The sun is setting on humanity. The night now belongs to voracious demons that prey upon a dwindling population forced to cower behind half-forgotten symbols of power.
Legends tell of a Deliverer: a general who once bound all mankind into a single force that defeated the demons. But is the return of the Deliverer just another myth? Perhaps not.
Out of the desert rides Ahmann Jardir, who has forged the desert tribes into a demon killing army. He has proclaimed himself Shar’Dama Ka, the Deliverer, and he carries ancient weapons — a spear and a crown — that give credence to his claim.
But the Northerners claim their own Deliverer, the dark, forbidding figure of the Warded Man.
Once, the Shar’Dama Ka and the Warded Man were friends. Now they are fierce adversaries.

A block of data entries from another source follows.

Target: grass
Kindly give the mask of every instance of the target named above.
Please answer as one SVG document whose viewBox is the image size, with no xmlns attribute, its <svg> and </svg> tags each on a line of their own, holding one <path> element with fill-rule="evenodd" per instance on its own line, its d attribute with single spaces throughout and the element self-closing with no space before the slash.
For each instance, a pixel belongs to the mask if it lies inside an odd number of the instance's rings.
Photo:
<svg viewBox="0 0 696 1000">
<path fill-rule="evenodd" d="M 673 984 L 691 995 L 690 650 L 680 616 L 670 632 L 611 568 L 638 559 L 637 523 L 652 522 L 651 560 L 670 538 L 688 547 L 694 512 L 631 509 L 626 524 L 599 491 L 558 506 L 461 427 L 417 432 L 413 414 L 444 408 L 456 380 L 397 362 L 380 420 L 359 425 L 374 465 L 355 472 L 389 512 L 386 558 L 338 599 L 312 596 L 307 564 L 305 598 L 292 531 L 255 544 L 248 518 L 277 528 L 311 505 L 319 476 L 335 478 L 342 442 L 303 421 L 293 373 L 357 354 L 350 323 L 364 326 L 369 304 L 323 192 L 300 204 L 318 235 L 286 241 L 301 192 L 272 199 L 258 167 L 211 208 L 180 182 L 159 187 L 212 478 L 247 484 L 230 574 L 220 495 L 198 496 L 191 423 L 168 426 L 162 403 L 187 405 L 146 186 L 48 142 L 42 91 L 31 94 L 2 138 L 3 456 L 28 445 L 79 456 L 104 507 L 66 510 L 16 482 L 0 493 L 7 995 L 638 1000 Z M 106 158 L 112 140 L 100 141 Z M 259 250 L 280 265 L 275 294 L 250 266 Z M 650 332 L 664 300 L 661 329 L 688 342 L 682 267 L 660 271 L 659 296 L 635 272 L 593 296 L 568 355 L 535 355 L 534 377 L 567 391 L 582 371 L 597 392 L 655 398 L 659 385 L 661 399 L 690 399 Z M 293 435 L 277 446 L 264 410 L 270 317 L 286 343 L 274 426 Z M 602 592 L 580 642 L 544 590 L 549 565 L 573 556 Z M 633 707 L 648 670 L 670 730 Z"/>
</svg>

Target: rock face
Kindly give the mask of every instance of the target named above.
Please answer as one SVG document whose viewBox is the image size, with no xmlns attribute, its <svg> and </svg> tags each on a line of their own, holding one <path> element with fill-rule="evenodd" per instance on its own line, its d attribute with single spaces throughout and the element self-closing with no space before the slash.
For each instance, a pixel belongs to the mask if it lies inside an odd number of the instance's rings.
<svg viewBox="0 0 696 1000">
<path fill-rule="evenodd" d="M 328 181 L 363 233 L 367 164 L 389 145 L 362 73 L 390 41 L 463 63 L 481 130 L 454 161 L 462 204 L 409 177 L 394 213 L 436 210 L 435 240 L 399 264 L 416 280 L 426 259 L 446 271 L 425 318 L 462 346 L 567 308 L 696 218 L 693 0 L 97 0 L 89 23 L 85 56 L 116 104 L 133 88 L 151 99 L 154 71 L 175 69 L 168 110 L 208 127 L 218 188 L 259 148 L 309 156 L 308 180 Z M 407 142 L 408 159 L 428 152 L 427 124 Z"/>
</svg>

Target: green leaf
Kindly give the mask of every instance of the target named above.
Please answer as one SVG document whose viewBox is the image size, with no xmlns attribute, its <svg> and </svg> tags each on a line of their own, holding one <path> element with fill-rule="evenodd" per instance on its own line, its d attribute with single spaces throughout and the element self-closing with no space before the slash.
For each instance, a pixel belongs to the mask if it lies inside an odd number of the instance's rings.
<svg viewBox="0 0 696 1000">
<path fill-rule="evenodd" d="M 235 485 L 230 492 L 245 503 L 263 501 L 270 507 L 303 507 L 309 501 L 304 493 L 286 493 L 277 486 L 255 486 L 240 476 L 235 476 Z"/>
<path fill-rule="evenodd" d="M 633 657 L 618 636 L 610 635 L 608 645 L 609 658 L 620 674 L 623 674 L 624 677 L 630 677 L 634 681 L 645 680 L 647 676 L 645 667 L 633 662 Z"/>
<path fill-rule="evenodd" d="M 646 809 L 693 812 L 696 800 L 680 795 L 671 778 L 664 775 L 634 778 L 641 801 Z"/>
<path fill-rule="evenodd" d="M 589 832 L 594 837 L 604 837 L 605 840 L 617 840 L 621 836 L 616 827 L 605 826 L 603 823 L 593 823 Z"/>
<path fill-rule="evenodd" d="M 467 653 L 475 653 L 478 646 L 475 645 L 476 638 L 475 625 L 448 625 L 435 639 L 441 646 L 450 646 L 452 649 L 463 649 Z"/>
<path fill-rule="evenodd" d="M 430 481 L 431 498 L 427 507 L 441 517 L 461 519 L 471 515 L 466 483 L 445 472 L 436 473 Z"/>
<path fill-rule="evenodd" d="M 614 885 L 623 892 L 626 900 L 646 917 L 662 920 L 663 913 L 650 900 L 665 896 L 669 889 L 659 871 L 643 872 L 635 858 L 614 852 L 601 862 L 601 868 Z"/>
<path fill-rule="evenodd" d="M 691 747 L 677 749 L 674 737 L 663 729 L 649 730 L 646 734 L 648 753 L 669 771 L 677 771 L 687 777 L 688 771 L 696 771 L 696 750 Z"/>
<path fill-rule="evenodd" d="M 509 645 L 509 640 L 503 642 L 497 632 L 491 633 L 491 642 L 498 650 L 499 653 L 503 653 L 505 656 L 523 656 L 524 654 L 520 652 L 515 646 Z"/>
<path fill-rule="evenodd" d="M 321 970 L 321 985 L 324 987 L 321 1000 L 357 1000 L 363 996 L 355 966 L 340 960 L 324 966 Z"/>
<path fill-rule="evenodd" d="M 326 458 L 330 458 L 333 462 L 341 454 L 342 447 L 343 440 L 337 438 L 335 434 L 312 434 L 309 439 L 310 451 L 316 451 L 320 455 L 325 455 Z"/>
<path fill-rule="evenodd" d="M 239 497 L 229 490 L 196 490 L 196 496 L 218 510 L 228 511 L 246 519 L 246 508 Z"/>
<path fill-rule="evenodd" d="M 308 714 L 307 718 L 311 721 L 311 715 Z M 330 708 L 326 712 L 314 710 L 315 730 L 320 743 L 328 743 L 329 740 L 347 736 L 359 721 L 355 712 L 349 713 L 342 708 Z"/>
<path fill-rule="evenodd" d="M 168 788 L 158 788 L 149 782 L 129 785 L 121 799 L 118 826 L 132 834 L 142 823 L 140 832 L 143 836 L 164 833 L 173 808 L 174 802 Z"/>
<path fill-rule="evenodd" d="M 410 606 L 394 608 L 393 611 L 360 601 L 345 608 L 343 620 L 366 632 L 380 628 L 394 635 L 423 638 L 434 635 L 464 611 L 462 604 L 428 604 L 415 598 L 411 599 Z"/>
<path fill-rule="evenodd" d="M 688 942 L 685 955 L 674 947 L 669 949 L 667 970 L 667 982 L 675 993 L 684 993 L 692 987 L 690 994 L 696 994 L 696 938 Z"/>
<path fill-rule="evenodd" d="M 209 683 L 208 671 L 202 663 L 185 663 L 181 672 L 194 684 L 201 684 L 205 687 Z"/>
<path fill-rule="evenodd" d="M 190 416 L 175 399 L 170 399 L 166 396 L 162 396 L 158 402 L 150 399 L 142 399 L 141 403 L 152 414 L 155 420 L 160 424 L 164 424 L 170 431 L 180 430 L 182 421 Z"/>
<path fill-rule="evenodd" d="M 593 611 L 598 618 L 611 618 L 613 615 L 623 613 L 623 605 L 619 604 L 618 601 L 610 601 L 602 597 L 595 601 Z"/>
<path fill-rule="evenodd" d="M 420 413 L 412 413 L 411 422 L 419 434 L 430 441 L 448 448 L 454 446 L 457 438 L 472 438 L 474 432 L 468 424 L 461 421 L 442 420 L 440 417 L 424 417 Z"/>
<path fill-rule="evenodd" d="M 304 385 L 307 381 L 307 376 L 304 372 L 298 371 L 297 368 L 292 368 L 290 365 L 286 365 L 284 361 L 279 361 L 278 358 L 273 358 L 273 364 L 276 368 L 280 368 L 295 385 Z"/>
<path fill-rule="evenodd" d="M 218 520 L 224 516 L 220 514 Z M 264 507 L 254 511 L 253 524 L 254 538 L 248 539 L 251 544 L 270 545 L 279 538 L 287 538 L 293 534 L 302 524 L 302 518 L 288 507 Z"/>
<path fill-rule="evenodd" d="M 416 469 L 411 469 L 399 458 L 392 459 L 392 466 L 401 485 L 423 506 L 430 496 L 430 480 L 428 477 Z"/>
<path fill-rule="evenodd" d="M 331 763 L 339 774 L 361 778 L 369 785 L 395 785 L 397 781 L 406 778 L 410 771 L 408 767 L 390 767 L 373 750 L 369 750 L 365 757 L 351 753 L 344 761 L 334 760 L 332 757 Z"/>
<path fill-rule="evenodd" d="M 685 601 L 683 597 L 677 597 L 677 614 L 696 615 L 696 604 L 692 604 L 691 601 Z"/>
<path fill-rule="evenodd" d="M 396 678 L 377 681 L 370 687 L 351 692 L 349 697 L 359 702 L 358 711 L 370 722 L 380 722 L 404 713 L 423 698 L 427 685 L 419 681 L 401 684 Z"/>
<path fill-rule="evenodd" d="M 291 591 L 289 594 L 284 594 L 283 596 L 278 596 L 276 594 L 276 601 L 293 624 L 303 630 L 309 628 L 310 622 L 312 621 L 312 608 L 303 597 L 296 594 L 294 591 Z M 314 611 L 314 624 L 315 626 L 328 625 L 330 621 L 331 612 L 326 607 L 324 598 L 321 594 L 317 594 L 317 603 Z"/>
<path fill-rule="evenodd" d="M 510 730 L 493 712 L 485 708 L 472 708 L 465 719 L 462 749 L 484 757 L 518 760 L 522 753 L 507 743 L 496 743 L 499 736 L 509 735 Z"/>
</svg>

Yet as old allegiances are tested and fresh alliances forged, all are unaware of the appearance of a new breed of demon, more intelligent — and deadly — than any that have come before.
I enjoyed this book almost as much as I did the first one. The Karasian culture is well thought out and robust, making it very easy to immerse oneself in (wherein a lot of the Northern culture felt rather generic). Jardir is probably my favorite character at this point as I found his rise to power to be a very compelling story.
However, I was tempted to give this book three stars due to Leesha. Her Mary-Sueness is getting on my last nerve and I hope that her character is either toned down or she is killed off in the next book. A real shame, considering that I liked her quite a bit through most of the first book, where she was far less hypocritical and insta-beloved.